Highway 76 work to start sooner than expected
By: LORELL FLEMING - Staff Writer | ∞
FALLBROOK ---- The timetable for long-awaited improvements to Highway 76 is accelerating, officials said Friday.
At a community meeting Friday, Pedro Orso-Delgado, chief of the California Department of Transportation, gave a timeline for the highway widening projects that shows it getting underway about a year earlier than the previously estimated start date of 2008.
Orso-Delgado was part of a five-member panel at Friday's meeting that included county Supervisor Bill Horn, Congressman Darrell Issa, and Therese O'Rourke, a field supervisor with U.S. Fish and Wildlife Service. Also on the panel was Mickey Cafagna, chairman of the board of the San Diego Association of Governments.
The entire panel said that Highway 76 improvement has been a priority, and will remain at the top of their list.
About 140 people turned out for the meeting at Zion Lutheran Church, 1405 E. Fallbrook St. The event was organized by Fixthe76now, a North County-based, grass-roots group lobbying for early completion of the estimated $110 million road project.
The group's founder, Margie Hopkins, said Friday that she is pleased with what Fixthe76now has accomplished so far.
"We got two big things out of this," said Hopkins, a Fallbrook resident. "Instead of starting the road sometime around 2011, they are talking now about finishing the road around that time. And, I think the politicians and the agencies see that they have to talk to each other ... and us."
Work to widen the 76, from Melrose Drive in Oceanside to South Mission Road in Bonsall, is now slated to begin in mid-2007 and wrap up around the fall of 2009, officials said. Widening a second stretch of the highway ---- from South Mission Road to Interstate 15 ---- is scheduled to start in mid-2008 and be finished sometime toward the end of 2011.
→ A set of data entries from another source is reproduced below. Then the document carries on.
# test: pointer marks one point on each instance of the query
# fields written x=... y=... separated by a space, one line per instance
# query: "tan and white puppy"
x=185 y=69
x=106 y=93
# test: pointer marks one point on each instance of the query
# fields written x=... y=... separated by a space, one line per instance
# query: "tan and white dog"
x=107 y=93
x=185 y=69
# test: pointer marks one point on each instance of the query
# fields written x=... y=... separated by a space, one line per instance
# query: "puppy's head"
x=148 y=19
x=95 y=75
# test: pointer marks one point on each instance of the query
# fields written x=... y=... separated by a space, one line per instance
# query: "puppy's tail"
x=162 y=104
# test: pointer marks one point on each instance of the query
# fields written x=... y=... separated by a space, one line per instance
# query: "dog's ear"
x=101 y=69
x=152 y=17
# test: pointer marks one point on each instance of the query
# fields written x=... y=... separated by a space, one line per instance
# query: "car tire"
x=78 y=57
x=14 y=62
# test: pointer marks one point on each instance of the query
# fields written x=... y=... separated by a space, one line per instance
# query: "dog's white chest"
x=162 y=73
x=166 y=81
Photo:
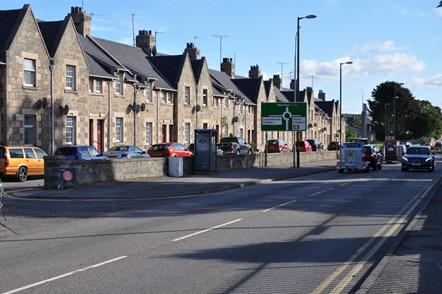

The project will be funded by revenue generated by the extension of a transportation tax approved by voters in the November election. Money raised from the original TransNet tax is already spoken for until 2008, when the extension will kick in. But Orso-Delgado said funds for the Highway 76 project can be used by borrowing ahead.
Meanwhile, the widening of the intersection of Highway 76 and Olive Hill Road ---- which started several months ago ---- is expected to be done by August 2005.
The push for the road work has grown stronger in recent years, as gridlock has worsened and traffic deaths on the busy highway have surged.
In 2004, more deaths resulted from traffic collisions on Highway 76 than on any major road in North County, according to the California Highway Patrol. Eight unrelated crashes on the busy, curvy road led to the deaths of 16 people that year.
After each panelist gave a brief presentation Friday, audience members asked questions, including a handwritten query submitted to the panel: What can citizens do to help with the effort to get the project done?
"Keeping our feet to the fire," Cafagna replied. "Keeping this in the news, and keeping us focused. You need to continue what you're already doing."